How do Transformers Work in Machine Learning?

By Peter Blain

April 02, 2022

Transformer

Transformers are revolutionising AI - but how do they work? The 2017 paper that introduces them (entitled "Attention is All You Need") includes Figure 1, which is a diagram of the transformer architecture. This diagram is not particularly comprehensible unless you understand the building blocks. I'll briefly explain these building blocks in this blog post. For an in depth discussion please refer to the original paper.

Transformer

Transformers can be used for applications such as language translation and personal assistants. The reason they're so effective at dealing with natural language tasks is that they're good at representing natural language inputs as vectors, where the vectors represent both the meaning of the individual words, and, most importantly, the contextual relationships between them.

Multi-head Attention

As we shall see, the only complicated component in the above architecture is the multi-head attention block, so we'll begin with this.

Imagine that we have an input comprising 4 english words such as: "The cat got fat". First we find the word embedding for each of the 4 terms. Let's call these v1 v2 v3 v4

Note: A word embedding is a representation of a word, as a vector, such that related words are represented closely together in the vector space.

We then calculate scores for each term. The scores for the third term, for example, are calculated by finding the dot products as follows:

s31 = v3 ⋅ v1

s32 = v3 ⋅ v2

s33 = v3 ⋅ v3

s34 = v3 ⋅ v4

We do this for each of the 4 terms, not just term 3 or course. Note that if v3 = [a b c] and v1 = [d e f], then v3 ⋅ v1 = v31 = ad + be + cf.

We then normalise the scores, which means, in the case of the third term for example, that we make the values s31 s32 s33 & s34 add to 1.

The normalised scores (aka weights) are named: w31 w32 w33 w34.

Putting it mathematically:

Σjw1j = 1

Σjw2j = 1

Σjw3j = 1

Σjw4j = 1

We then multiply the weights by the input vectors to get new vectors:

y1 = v1w11 + v2w12 + v3w13 + v4w14

y2 = v1w21 + v2w22 + v3w23 + v4w24

y3 = v1w31 + v2w32 + v3w33 + v4w34

y4 = v1w41 + v2w42 + v3w43 + v4w44

These new vectors are more useful than the original word embeddings because they include context based on the relationships between each word.

You may have noticed that there's been no training, in the ML sense of the word, so far. We need the system to be trainable, so we add a few matrices to turn it into a neural network. The matrices are effectively linear layers.

The naming of the matrices is based on an analogy with databases. You can make your own mind up if this analogy is a good one or not, but the idea is that we have a key, a query, and a value.

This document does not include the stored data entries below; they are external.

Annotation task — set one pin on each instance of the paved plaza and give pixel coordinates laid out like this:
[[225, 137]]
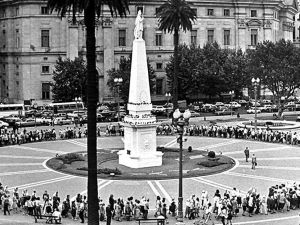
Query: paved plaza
[[24, 167]]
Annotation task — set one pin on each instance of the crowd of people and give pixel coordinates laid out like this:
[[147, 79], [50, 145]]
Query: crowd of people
[[23, 135], [202, 209], [224, 131]]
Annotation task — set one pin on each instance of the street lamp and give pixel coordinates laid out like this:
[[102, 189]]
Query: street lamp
[[255, 83], [168, 96], [180, 120], [231, 96], [77, 99], [118, 82]]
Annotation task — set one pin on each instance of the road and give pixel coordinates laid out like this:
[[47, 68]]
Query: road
[[24, 167]]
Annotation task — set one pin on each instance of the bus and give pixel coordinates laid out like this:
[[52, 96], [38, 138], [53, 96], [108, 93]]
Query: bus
[[12, 109], [66, 107]]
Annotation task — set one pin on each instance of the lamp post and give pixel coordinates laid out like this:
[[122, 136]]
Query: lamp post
[[118, 82], [77, 99], [168, 96], [231, 96], [180, 120], [255, 83]]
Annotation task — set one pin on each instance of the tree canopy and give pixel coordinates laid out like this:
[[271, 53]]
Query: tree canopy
[[124, 73], [278, 66], [174, 15], [69, 80], [209, 70]]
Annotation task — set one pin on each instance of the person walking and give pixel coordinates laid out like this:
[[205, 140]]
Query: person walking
[[108, 214], [254, 162], [247, 152]]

The input vectors get multiplied by the key matrix.

The vectors at the dot product step get multiplied by the query matrix.

The input vectors at the normalised score (weight) multiplying step get multiplied by the value matrix.

We now add named entity recognition (NER) and train with traditional backpropagation.

We also add scaling to avoid saturating the softmax function.

The resulting scaled dot product attention layer is known as a self attention block.

Now we parallelise multiple self attention blocks, where each replica is known as a "head". There is no sharing of weights between these heads. The idea is that each head attends to information from different representation subspaces at different positions.

We now add masking so that each word can only attend to the words that come before it, and finally concatenate the outputs and pass through a dense layer. The result is called a multi-head attention block. If you recall, the multi-head attention block is the component that I said was the only difficult thing to understand in Figure 1.

Speaking of the transformer in Figure 1, the input is not just 4 words, but a batch of sentences, where each word is encoded into a 512 dimensional representation.

The output, after training, should be a set of vectors that represent the meaning of the sentences.

The Rest of the Transformer

You'll notice in figure one that the outputs of the multi-head attention blocks are added to the inputs and normalised. This is to avoid the vanishing gradients problem during training.

Multi-head attention blocks don't factor in the order of the words. The word order is only one of the things that brings meaning to a sentence (or paragraph etc), but it's nevertheless vital. The positional encoder, illustrated in Figure 1, adds in the positional information. There are many ways to implement this, but suffice is to say that you can either train it using the gradient signal, or use some kind of principled function, such as sine and cosine functions of different frequencies as was done in the original paper.

The other thing to note is that the encoders themselves can be stacked (i.e. parallelised). Figure 1 indicates this with the Nx notation, where N happened to be 6 in the case of the original paper.

We can then just add more blocks as desired.

And that's all there is to it. It looks like a bit of an unwieldy architecture at first blush, but it works well, and it's highly scalable.